This page explains how to fine-tune a pre-sparsified BERT model onto a downstream dataset with SparseML's Trainer
.
Sparse Transfer Learning is quite similiar to typical NLP transfer learning, where we fine-tune a checkpoint pretrained on a large dataset like WikipediaBookCorpus onto a smaller downstream dataset and task. However, with Sparse Transfer Learning, we simply start the fine-tuning process from a pre-sparsified model and maintain sparsity while the training process occurs.
SparseZoo contains pre-sparsified checkpoints of common NLP models like BERT and RoBERTa. These models can be used as the starting checkpoint for the sparse transfer learning workflow.
Check out the full list of pre-sparsified models
Install via pip
:
pip install sparseml[transformers]
Let's try a simple example of fine-tuning a pre-sparsified model onto the SST dataset. SST2 is a sentiment analysis dataset, with each sentence labeled with a 0 or 1 representing negative or positive sentiment.
We will fine-tune a 90% pruned BERT-base, identified by the following stub:
zoo:nlp/masked_language_modeling/obert-base/pytorch/huggingface/wikipedia_bookcorpus/pruned90-none
Run the following to download it:
from sparsezoo import Model
model_stub = "zoo:nlp/masked_language_modeling/obert-base/pytorch/huggingface/wikipedia_bookcorpus/pruned90-none"
zoo_model = Model(model_stub, download_path="./model")
model_path = zoo_model.training.path
Additionally, SparseML allows you to apply model distillation from a dense teacher model during the fine-tuning process.

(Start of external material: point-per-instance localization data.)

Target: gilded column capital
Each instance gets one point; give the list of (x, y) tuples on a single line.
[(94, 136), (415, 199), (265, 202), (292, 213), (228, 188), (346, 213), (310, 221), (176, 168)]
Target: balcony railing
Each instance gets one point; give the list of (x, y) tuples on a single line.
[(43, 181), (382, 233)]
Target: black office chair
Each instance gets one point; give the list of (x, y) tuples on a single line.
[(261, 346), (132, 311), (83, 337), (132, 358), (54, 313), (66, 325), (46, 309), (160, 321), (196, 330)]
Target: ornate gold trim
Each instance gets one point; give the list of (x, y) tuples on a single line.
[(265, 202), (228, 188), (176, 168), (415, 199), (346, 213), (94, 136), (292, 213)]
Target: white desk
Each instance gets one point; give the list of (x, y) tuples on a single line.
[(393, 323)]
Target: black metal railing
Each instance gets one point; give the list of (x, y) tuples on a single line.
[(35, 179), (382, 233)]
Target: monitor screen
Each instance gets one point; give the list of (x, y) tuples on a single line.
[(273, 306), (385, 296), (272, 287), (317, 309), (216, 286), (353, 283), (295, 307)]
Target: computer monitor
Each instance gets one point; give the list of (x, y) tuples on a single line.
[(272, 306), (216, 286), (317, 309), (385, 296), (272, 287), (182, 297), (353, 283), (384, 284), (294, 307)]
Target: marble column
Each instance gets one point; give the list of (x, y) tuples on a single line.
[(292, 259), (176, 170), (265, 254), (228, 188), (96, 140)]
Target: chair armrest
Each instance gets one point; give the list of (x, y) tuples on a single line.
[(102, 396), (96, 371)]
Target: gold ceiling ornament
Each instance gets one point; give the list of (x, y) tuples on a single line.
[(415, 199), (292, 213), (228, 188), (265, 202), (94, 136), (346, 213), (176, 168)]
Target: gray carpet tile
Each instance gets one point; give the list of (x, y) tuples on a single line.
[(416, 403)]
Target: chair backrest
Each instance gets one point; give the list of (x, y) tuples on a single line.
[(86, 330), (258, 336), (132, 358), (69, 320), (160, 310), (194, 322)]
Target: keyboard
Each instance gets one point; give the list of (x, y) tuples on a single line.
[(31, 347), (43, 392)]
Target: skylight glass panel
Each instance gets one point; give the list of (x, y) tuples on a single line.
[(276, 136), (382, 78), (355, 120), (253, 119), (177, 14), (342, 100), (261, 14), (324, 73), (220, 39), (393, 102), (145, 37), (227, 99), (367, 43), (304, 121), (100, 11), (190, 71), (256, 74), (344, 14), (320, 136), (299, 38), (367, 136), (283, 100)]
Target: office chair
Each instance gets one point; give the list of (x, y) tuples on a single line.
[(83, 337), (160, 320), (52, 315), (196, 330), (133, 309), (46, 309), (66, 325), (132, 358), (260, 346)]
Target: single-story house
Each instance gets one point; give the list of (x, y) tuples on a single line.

This is an optional step, but it can help increase accuracy.
For SST2, there is a dense BERT-base trained on SST2, identified by the following stub:
zoo:nlp/sentiment_analysis/obert-base/pytorch/huggingface/sst2/base-none
Run the following to download it:
from sparsezoo import Model
teacher_stub = "zoo:nlp/sentiment_analysis/obert-base/pytorch/huggingface/sst2/base-none"
zoo_model = Model(teacher_stub, download_path="./teacher")

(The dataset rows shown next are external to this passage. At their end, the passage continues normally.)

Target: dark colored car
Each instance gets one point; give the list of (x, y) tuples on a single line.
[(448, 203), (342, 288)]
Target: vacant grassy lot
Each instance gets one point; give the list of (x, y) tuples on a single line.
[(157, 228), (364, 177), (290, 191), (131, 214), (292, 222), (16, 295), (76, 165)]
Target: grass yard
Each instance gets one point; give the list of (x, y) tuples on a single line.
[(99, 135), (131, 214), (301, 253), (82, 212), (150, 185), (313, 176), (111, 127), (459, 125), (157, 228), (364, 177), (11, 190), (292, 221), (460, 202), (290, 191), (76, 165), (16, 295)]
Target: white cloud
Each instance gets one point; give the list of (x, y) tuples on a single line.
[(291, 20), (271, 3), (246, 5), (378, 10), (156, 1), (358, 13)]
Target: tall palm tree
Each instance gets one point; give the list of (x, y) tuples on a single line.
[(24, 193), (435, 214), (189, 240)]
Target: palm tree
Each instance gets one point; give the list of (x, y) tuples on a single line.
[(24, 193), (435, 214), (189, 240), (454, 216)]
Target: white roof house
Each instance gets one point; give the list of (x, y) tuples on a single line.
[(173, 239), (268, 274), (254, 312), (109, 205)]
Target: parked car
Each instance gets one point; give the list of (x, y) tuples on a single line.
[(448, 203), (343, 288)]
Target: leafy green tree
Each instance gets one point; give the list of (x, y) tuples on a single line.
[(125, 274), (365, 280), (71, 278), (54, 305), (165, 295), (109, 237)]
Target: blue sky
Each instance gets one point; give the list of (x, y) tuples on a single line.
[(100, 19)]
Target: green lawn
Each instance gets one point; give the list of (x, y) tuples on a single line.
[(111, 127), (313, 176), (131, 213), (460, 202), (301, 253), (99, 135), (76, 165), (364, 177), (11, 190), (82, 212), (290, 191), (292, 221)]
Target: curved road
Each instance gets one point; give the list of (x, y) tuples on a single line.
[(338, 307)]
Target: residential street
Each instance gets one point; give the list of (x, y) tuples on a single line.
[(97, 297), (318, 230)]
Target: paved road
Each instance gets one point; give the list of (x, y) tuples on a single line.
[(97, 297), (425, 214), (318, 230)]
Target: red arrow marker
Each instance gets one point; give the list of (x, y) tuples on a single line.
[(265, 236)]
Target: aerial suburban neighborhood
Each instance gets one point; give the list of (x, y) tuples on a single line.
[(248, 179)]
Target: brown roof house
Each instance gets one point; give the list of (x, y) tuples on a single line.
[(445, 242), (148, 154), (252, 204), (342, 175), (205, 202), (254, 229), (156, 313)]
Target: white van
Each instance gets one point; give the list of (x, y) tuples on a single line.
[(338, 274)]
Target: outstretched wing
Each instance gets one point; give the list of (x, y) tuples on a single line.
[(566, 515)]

teacher_path = zoo_model.training.path
With the models downloaded, we will set up the Hugging Face tokenizer
, config
, and model
. These are all native Hugging Face objects, so check out the Hugging Face docs for more details on AutoModel
, AutoConfig
, and AutoTokenizer
as needed.
We instantiate these classes by passing the local path to the directory containing the pytorch_model.bin
, tokenizer.json
, and config.json
files from the SparseZoo download.
from sparseml.transformers.utils import SparseAutoModel
from transformers import AutoModelForSequenceClassification, AutoConfig, AutoTokenizer
NUM_LABELS = 2
# see examples for how to use models with different tokenizers
tokenizer = AutoTokenizer.from_pretrained(model_path)
# setup configs
model_config = AutoConfig.from_pretrained(model_path, num_labels=NUM_LABELS)
teacher_config = AutoConfig.from_pretrained(teacher_path, num_labels=NUM_LABELS)

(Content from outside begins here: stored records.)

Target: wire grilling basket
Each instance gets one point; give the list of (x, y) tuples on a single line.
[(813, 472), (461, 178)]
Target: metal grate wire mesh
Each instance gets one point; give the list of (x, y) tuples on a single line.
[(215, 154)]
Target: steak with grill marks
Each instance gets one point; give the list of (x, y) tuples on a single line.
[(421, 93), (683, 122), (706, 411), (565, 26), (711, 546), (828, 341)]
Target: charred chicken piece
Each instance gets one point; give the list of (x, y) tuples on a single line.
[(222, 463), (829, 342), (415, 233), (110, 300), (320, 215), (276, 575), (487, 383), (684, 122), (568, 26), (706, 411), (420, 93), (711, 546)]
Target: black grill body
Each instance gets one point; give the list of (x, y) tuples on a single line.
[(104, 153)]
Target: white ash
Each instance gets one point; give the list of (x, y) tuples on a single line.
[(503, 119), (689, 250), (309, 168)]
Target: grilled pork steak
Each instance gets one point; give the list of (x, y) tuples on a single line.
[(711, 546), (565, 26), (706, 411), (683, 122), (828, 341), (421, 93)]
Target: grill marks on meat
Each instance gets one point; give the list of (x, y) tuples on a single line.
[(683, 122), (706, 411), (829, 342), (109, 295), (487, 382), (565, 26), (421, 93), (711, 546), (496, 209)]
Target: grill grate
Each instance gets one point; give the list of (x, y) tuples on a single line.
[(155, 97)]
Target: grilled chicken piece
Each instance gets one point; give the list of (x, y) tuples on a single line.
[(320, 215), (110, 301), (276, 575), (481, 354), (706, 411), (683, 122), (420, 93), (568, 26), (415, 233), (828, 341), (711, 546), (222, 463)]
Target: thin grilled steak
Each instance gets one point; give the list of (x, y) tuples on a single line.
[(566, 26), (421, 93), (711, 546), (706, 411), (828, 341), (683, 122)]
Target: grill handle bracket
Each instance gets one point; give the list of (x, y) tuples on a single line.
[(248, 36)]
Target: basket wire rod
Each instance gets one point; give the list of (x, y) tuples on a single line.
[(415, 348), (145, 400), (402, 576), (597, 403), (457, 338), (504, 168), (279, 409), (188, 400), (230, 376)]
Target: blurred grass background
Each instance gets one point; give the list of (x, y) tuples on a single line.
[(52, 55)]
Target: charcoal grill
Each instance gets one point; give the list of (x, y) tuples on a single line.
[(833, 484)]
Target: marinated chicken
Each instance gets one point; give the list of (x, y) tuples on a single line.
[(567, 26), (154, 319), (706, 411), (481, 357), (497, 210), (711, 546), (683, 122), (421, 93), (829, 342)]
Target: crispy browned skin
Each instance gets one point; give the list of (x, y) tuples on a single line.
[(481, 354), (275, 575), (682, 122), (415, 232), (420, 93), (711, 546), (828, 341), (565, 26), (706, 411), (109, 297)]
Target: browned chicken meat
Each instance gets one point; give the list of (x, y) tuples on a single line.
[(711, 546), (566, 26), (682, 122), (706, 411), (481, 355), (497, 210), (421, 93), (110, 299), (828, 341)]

# load model from local directory (model_path)
model_kwargs = {"config": model_config}
model_kwargs["state_dict"], s_delayed = SparseAutoModel._loadable_state_dict(model_path)
model = AutoModelForSequenceClassification.from_pretrained(model_path, **model_kwargs,)
# load model from local directory (teacher_path)
teacher_kwargs = {'config':teacher_config}
teacher_kwargs["state_dict"], t_delayed = SparseAutoModel._loadable_state_dict(teacher_path)
teacher = AutoModelForSequenceClassification.from_pretrained(teacher_path, **teacher_kwargs,)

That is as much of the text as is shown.